Saturday, March 13, 2010

Linda Parelli uses pain in training a horse, and she doesn't know it.

I don't know Parelli training. I do know Linda Parelli inflicts pain on this horse. She slaps the horse's legs, hindquarters, and face, with a line. Never does she have the attention of the horse in a way that "reaches" him. Never does he experience and react as if he understands proper positive instant consequences and negative instant consequences. Never does he learn to trust her more. She tells the owner to watch out and move away because she might get hit by the line Linda is using to hit the horse. Linda understands the owner would get hurt. How does she evade applying the same logic to the horse?



Apparently this video was not posted legally, but Linda Parelli has posted a response to it on her blog, so perhaps she will allow it to remain on the web. As of this writing, there are 211 comments on her blog. I recommend reading all of them.

Linda Parelli's Blog

From Linda's response, "We had to get through to him..." "I had to increase the intensity until it matched the intensity of his fear, which was dangerously high." She reports the horse showed great improvement through the training course. The owner comments on the blog that she thought the training was positive.

How can Linda Parelli not see she inflicted pain?

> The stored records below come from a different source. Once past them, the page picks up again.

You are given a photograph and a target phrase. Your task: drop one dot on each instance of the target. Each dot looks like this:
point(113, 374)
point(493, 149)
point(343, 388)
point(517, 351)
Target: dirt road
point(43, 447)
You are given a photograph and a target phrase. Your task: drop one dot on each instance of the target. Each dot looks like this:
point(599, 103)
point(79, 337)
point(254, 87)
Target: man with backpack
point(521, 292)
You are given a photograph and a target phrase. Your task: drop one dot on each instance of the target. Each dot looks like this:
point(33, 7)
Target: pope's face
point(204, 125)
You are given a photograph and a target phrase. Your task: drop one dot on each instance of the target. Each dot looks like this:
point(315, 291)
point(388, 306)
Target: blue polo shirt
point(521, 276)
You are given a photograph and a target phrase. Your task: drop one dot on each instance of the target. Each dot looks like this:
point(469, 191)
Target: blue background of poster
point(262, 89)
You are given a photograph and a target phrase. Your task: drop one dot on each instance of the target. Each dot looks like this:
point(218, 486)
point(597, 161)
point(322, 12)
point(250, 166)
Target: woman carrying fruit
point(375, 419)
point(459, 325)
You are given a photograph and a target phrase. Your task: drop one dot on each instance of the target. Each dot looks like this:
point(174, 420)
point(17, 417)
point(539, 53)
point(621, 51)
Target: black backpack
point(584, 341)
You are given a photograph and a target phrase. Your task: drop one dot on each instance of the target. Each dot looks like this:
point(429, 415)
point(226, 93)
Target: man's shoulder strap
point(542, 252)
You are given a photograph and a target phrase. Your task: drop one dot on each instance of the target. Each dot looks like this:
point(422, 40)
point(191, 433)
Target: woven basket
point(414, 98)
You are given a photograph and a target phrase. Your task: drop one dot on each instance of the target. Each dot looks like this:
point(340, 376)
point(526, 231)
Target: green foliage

Many traditional training methods use the equation that if a technique produces a compliant and improved horse, the technique was justified. Many champion horses were subjected to pain in their training histories.

Why is it so hard to recognize that inflicting pain on a horse is not okay? That the ends do not justify the means?

When I saw Monty Roberts working with horses publicly at the Cow Palace in San Francisco, in the 1990s, he did not use pain. The contrast between how he worked and how I had been taught myself and seen other traditional trainers work, was an intense shock to my system. I had been wearing blinders and they came off. I had a kind of psychological collapse; I was shaking and in shock. Painful awakenings do that to a person.

Monty talks in his books about a typical audience member he often meets at his demonstrations. Women come up to him afterward and explain, with trembling voice and fear, that they had experienced abuse in their relationships. They feel compelled to tell him this because they recognize him for standing strong on the principle that no one has the right to hurt anybody or any animal, for any reason.

I was never abused in an my adult relationships but I was abused as a child. Even with many years of personal work, another layer of the onion peeled off when I watched Monty. My sense is that how one comes to open to seeing the truth, is a tender and vulnerable process for each person individually.

In the meantime, please let's talk about how how to recognize what is happening when one inflicts pain on a horse. What is happening for the horse, and the human.